Marty: This company's about 14 years old and we were one of the first, if not the first, companies to put PR and advertising together under one roof. These were the two big pillars of the communications business back then. The market wasn't quite there yet, so we had PR accounts and ad accounts, and you couldn't sell a lot of PR to advertising accounts and vice versa. A few innovative larger agencies have since moved in this direction, and they're making the world safe for the smaller integrated agencies like us. Now in the last five to seven years a bunch of new agencies have popped up, mostly in New York for some reason, that are trying this model and trying to ride this new wave.

VT: Can you give us another example of your integrated approach?

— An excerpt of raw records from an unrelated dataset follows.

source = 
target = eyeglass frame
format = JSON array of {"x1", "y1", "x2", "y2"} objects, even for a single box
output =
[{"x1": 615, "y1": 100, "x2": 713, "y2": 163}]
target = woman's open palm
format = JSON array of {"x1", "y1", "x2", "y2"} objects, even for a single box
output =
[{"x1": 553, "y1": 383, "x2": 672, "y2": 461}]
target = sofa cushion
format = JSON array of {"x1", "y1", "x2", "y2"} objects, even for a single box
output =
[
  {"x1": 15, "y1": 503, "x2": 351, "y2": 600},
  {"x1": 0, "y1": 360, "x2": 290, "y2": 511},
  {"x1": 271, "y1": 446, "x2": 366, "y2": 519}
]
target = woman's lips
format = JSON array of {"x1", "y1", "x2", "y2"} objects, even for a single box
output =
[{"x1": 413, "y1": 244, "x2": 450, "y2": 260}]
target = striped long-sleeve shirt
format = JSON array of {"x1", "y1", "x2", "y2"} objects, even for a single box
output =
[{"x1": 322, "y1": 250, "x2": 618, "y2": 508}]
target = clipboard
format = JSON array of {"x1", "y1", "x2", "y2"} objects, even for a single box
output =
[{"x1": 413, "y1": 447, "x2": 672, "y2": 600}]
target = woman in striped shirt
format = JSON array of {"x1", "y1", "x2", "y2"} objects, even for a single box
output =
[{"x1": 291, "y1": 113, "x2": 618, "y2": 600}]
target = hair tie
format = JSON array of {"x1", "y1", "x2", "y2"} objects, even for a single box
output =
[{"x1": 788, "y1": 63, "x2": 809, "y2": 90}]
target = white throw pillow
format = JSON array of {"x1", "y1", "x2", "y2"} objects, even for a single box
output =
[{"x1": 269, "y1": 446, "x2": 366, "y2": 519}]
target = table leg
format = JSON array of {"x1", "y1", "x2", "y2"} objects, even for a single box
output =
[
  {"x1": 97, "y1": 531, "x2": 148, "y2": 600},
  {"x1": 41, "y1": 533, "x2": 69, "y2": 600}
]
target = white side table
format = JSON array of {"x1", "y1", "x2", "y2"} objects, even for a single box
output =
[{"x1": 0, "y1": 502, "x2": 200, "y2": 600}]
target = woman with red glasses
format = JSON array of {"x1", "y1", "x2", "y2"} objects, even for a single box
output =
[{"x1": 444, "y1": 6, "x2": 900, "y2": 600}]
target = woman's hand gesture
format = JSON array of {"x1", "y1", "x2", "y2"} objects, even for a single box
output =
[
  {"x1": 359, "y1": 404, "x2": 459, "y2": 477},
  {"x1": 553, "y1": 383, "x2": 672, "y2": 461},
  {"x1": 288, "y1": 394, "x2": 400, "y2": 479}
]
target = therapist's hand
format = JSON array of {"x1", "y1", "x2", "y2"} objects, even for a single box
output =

Marty: Our Delta Airlines account is a great example. We have only about 100 people but Delta left a huge multinational agency to work with us. When we pitched Delta we really thought hard about the entire brand experience, in ways that might surprise you.

VT: Please explain.

Marty: We looked at all the touch points. So when we pitched Delta we talked about how they needed to repaint their planes, how they needed to redesign the terminals, how they needed to think about crowd movement. We talked to them about what food they served and the entertainment on the seat back screens.

VT: It seems that Delta went from dowdy to hip in the past year.

Marty: It wasn't just about the look, even the language was important.

VT: The language?

Marty: Yes. There's an old adage that goes "everything communicates." When you lose luggage, what kind of language does the airline use to apologize? We're trying to get their employees to react in a more human way. So we've had a hand in their staff orientation.

The bottom line is that you have to create a very distinctive voice for the brand. And you have to make the voice appropriate, in Delta's case, from an outdoor billboard to an on-board napkin.

VT: Can you explain this a little?

Marty: You have to ask, how does Delta's voice manifest itself when it's on television? How does it manifest itself online? It's tough because you have to find a way to be relevant to the medium in which you're talking-and not to abandon your personality when you go there.

VT: That's interesting. So the challenge isn't just coming up with a snappy ad.

Marty: My goodness, a snappy billboard is the easiest thing we do. We all know how to do that.

VT: Right.

Marty: This got me thinking about the work we did for the Lance Armstrong Foundation that I mentioned earlier. When we got there, we realized they were speaking the "language of cancer," the same kind of language that all the cancer groups use. But I was an avid road cyclist at that time and a big fan of Lance, and I had read both of his books. I knew that particular "language" was not his voice, so in our first meeting we said the voice of the foundation should be more like Lance's voice.

Lance's voice is angrier. It's more defiant. We wrote a manifesto for the foundation and it was completely not the language of cancer. It was the language of Lance fighting cancer. The foundation reads this manifesto before every event that they do. The language of this manifesto permeates all their work.